I'm not thinking of describing the query in RDF (a la DQL) but the query actually being a graph, with bnodes representing missing parts (variables).

I was thinking about N-triples as the syntax, but in fact with the new RDF node ID for blank nodes, it should also be ok in XML/RDF. Node ID probably isn't very widely implemented yet though, plus N-triples is very simple to parse so there's less emphasis on testing parsing rather than querying. In both cases there's an issue with predicates as bnodes (they can't be).

It could be both/either.

Advantages of Ntriples:

  • simple
  • easy to parse
  • unambigious
  • used by the RDFCore wg
  • can be used by e.g jena to diff (so can XML/RDF)
  • can handle datatypes, lang tags (so can XML/RDF)

Disadvantages

  • N-triples is not the standard syntax for RDF
  • can't have things like FROM... parts - these have to be in the manifest (applies to all RDF syntaxes where the RDF is a graph with parts missing rather than a description of the query as DQL)
  • query doesn't make a distinction between blank nodes and variables
  • predicates can't be variables (in either RDF syntax)
  • lose constraints (unless specify special predicates for them)

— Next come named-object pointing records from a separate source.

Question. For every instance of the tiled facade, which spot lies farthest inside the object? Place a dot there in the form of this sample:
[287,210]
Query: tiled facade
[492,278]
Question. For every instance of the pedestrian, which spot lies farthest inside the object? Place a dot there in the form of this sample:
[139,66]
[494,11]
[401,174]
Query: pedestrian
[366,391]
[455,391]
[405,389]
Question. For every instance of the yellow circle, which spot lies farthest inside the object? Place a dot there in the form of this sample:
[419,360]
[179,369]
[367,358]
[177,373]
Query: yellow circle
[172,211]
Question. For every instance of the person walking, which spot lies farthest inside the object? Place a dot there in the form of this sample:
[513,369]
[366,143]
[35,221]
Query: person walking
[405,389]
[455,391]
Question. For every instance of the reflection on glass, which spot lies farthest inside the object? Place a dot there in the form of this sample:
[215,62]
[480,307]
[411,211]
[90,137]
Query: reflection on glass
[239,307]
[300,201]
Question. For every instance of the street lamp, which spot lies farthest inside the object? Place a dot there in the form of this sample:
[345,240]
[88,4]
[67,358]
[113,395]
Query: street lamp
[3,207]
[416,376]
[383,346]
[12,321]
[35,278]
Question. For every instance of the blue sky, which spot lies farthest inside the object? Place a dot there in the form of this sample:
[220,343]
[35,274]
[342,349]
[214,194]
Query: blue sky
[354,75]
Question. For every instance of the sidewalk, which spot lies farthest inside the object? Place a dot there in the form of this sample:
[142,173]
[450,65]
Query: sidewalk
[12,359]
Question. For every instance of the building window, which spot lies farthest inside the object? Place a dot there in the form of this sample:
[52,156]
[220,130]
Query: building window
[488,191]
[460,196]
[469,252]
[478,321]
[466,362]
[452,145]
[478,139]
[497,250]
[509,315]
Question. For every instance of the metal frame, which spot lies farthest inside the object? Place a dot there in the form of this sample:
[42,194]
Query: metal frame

3. can distinguish between canonical and other syntaxes for the query

4. can specify more than one resultset format

Several dfferent formats for resultsets (i.e. tables with variable-value bindings) have been specified in RDF. If people are already using such a format, there's no reason to make them change if it provides the same information. Here's Andy's Seaborne's format.

5. can specify more than one resultset where the content depends on the database used

Where databases can support RDFS closure or inferencing or DAML+oil or OWL and so on, they may arrive at different resultsets, perfectly justfiably. We need to be able to specify what these are and distinguish between them somehow.

6. Can specify variable bindings

The alternative is specifying the resultant graph of a query. However this loses information about the bindings between variables names and results.

7. Have an RDF syntax for resultsets

It seems unneccessary to have another syntax for resultset files, when an RDF parser will already be required. Not sure if Ntriples or RDF/XML better (latter?) .

8. Specify number of rows of results.

This is a handy precheck before checking the results are correct.

9. Be able to specify more than one source file to make the query of.

This is important for smushing for example, and in general, being able to handle merging successfully.


My take on this is to use an RDF manifest format like this one to point to a query file (in this case in N-triples), sources of RDF to query and a result set format, also in RDF.


-- ESW.LibbyMiller - 14 Feb 2003

Notes on optional property retrieval support in RDF query languages:


AndyS: (from an IRC chat with DanBri):

One generalization is for queries to be in three parts: locate, extract and present.

Locate is all exact matches of the (conjunctive) query graph pattern (c.f. QL98) and produces a number of solutions, where each solution is a set of variable bindings.

Extract is zero or more optional patterns, each of which is tried for each exact match and can extend each variable binding set with new variables (need not do so for all solutions).

Present deals with the form of the output. This may be the variables actually required, like in a SELECT clause, or it may be an RDF template where a graph has variables in it. The values of the variables are substituted to form a subgraphs for each solution.

Example:

In a system like cwm, the left-hand side of log:implies is the locate part, the right-hand side is the present part. There is no extract (optional bindings).

Similarly in RDQL and Inkiling, the locate part is the WHERE clause, the present part is the SELECT clause (not RDF) and there is no extract part.

DQL does have this optionality through the 'may bind' variables.

Issue: this implicit model of query execution may be limited in tha optional variable bindings in the extract part do not take part in the locate process.

What use cases does this miss?

Is it compatible with a path-like view of query?